En plus des dégâts subis par les infrastructures civiles, les attaques ont également eu de graves conséquences environnementales :
« L'attaque contre la principale centrale électrique du Liban, à Jiyyeh, a eu des conséquences néfastes immédiates pour la population mais aussi des répercussions durables sur l'environnement et l'économie. Les forces israéliennes ont bombardé le 13 juillet, puis le 15 juillet, la centrale de Jiyyeh, située à environ 25 kilomètres au sud de Beyrouth, ainsi que ses réservoirs de carburant. L'incendie qui a fait rage pendant trois semaines a recouvert les régions voisines d'une fine poussière blanche de béton pulvérisé et rempli l'air de suie noire. Qui plus est, cette attaque a entraîné le déversement de 15 000 tonnes de fioul lourd dans la mer. La marée noire, qui a contaminé le littoral libanais sur plus de 150 kilomètres, s'étend vers le nord jusqu'aux côtes syriennes. Selon le Programme des Nations unies pour l'environnement (PNUE), il s'agit d'un des pires désastres environnementaux jamais vus dans la région. Les opérations de nettoyage des côtes coûteront, selon les estimations, 120 millions d'euros et pourraient demander jusqu'à un an. »

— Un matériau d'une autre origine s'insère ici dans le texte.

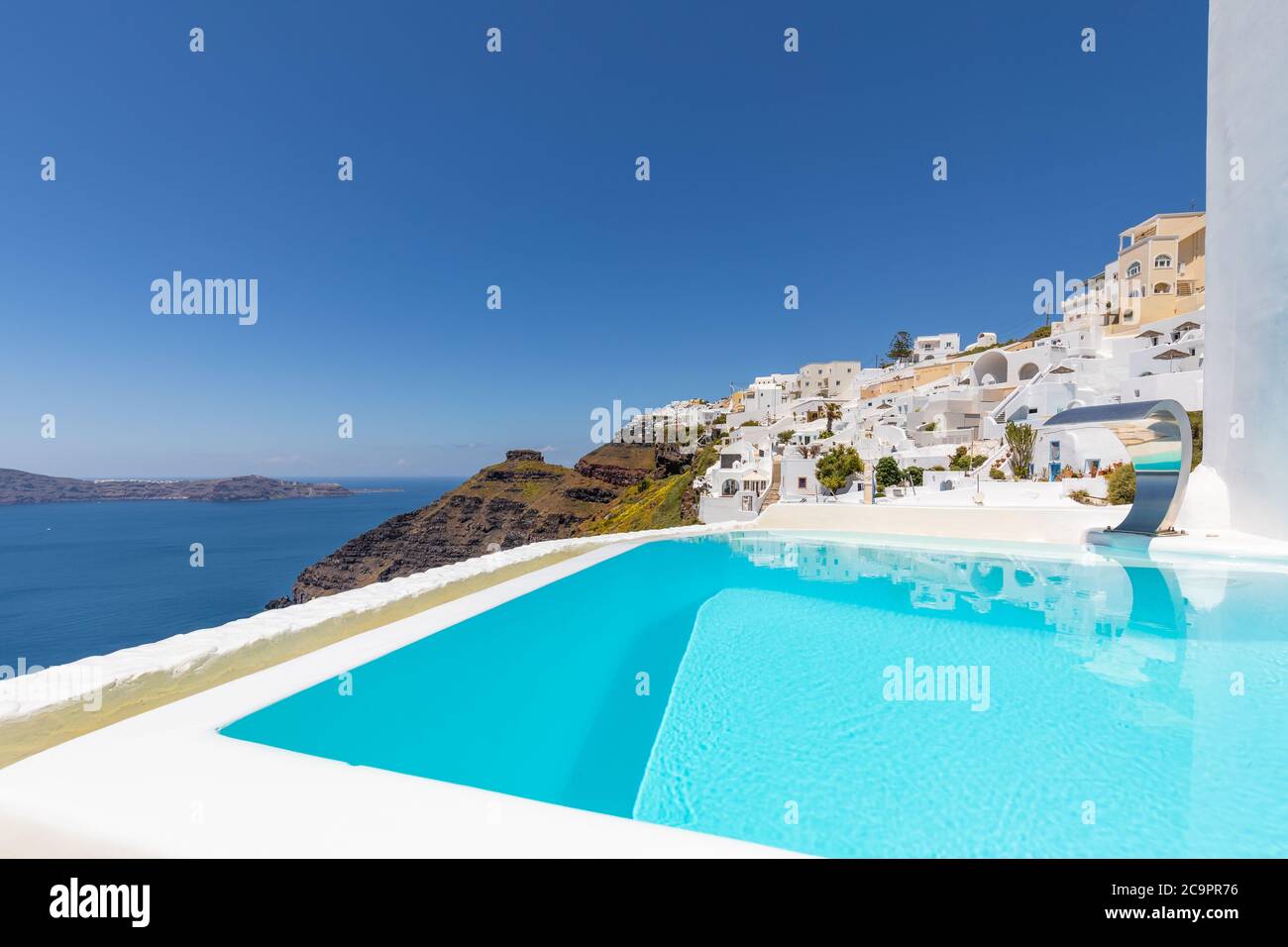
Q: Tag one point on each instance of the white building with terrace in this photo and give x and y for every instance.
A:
(735, 483)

Amnesty conclut son rapport en demandant au Conseil de sécurité et au Conseil des droits de l'homme des Nations unies d'inviter le secrétaire général de l'organisation à créer une commission d'experts indépendants, disposant des moyens nécessaires pour enquêter sur les violations du droit humanitaire international par chacune des parties du conflit, à savoir Israël et le Hezbollah.